Once the end was in sight, suddenly the competitive streak came out in everybody. There was a race to the shore and we hauled ourselves onto the muddy beach laughing.
4. SUP at Night on Lough Cloon
This has got to be one of the most surreal experiences of my life. To the extent that, when we all woke up the next morning, we had to check with each other that it had actually happened. The picture above was taken before we arrived at Lough Cloon. The instructors had made a lovely set up for us whilst the sun was setting. By the time we arrived, it was pitch black.
Lough Cloon is part of a Dark Sky Reserve, the first in Ireland and one of only 3 gold tier reserves on the planet. This means lots of things, but for us it meant it was dark – very dark. Had the sky been clear, we would have been treated to a glorious spread of stars overhead. Can you imagine the photographs? It was a bit cloudy for that, but the full moon peeked atmospherically in and out of view overhead.
Most of us had never touched a stand up paddleboard before. Never mind stood up on the water and, paddle in hand, serenely glided across a lough. Now, we had to do all of this, in the dark. Standing was surprisingly simple, but turning proved some challenge. Of course the instructor showed us how to turn, but it’s quite hard to see in a Dark Sky reserve by the light of the moon… We shouldn’t have spent so long at dinner!
After a few laps and some people in the water, we all made it back to the shore. Treated to a wood fire and a warm beverage, we’d reached the end of a long but incredible day.

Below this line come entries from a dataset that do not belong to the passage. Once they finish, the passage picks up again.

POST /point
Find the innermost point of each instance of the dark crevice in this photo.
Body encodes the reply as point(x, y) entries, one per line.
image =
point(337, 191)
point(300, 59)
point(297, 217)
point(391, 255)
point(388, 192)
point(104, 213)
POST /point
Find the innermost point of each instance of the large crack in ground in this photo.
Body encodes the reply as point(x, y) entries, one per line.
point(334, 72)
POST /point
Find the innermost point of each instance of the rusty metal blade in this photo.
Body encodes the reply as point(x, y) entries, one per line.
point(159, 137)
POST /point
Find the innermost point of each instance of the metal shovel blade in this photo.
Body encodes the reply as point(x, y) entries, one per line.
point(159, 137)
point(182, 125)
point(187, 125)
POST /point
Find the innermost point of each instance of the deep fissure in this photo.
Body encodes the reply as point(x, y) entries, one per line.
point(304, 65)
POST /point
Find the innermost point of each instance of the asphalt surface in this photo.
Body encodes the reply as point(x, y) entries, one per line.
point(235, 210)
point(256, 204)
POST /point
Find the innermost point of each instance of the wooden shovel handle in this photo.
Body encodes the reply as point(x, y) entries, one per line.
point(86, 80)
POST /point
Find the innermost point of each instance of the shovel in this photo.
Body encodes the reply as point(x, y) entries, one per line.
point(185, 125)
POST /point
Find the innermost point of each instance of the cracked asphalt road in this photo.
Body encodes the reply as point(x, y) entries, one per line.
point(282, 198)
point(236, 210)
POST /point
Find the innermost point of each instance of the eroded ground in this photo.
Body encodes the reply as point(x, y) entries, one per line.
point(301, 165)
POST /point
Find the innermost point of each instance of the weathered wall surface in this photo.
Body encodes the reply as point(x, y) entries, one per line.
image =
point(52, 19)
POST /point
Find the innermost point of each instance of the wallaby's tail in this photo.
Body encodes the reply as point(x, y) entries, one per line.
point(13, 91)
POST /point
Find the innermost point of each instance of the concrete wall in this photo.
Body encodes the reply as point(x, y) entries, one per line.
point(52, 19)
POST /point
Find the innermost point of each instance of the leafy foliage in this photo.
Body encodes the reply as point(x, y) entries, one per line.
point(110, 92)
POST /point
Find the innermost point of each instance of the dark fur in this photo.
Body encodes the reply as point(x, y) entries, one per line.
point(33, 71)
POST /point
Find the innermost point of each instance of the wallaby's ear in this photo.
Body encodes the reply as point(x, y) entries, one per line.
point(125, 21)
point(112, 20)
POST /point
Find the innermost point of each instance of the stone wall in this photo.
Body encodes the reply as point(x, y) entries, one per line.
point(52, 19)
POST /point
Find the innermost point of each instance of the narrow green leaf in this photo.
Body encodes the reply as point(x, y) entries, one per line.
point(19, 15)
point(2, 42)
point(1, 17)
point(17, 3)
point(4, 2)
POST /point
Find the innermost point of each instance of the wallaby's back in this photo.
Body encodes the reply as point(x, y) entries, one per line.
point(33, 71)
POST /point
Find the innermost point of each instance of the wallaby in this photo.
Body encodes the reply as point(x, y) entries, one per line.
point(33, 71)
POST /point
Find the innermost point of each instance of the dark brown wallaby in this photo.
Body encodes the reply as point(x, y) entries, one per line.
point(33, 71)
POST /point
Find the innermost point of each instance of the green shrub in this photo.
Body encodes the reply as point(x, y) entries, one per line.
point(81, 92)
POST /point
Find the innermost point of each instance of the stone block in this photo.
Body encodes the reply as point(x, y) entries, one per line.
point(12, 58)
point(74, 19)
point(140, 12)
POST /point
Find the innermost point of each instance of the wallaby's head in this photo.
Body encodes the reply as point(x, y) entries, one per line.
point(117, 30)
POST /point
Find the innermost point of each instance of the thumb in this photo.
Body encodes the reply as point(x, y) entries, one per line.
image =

5. Cycle the Ring of the Reeks
The next day feeling fully refreshed (read: exhausted) from our day’s watersports, we were faced with the final challenge. Spirits were high but fairly anxious at breakfast over Irish scones and muesli.
The Ring of the Reeks cycle is 90km long, taking in the three highest mountain passes in the area. As far as we were concerned we were basically doing the Tour de France in Ireland. Luckily with fewer people watching.
I am a big fan of cycling in Ireland. About a year ago, I did 2 weeks worth of the Wild Atlantic Way on some of the most scenic roads in Ireland. The Ring of the Reeks gives the famous Ring of Kerry more than a run for its money.
We were joined by Jay from the Trailflow Biking Adventures. He provided bicycles, helmets, a support vehicle and endless Irish enthusiasm. The route was, as we expected, tough going. There are hills in Ireland – never mind the three highest mountain passes in the Reeks District. But we took it at a steady pace and had several stops along the way. The route has a good distribution of pubs and cafes.
Now, as a cyclist, I loved the variety of this route. There was a bit of a warm up from Kilorglin, some challenging climbs and supreme downhills. We tackled the three passes in anti-clockwise order: Ballaghbeama Gap, Moll’s Gap and the Gap of Dunloe. Each had stunning views on either side and you feel like you are cycling in the mountains, even though it is all on-road.
Before I let myself go off on one about how great the cycling was, let me instead be a bit more useful. These are serious climbs and serious descents. Make sure your brakes work and pray you don’t have a head wind.
How Can I Take the Challenge?
Head to Kilorglin visitor centre or check out the Big 5 Challenge website before your stay. We were based in Kilorglin for the duration of the challenge at Kingston Town House, although there is a good variety of accommodation to suit all budgets. It is easy to reach Kerry by aeroplane from the UK.
If you like the sound of doing the Big 5 as an all-in-one adventure holiday, see reeksdistrict.com/bigfive for details of activity providers and tour operators. Packages including four nights’ B&B and all five activities start from €529pp (based on four participants), not including flights.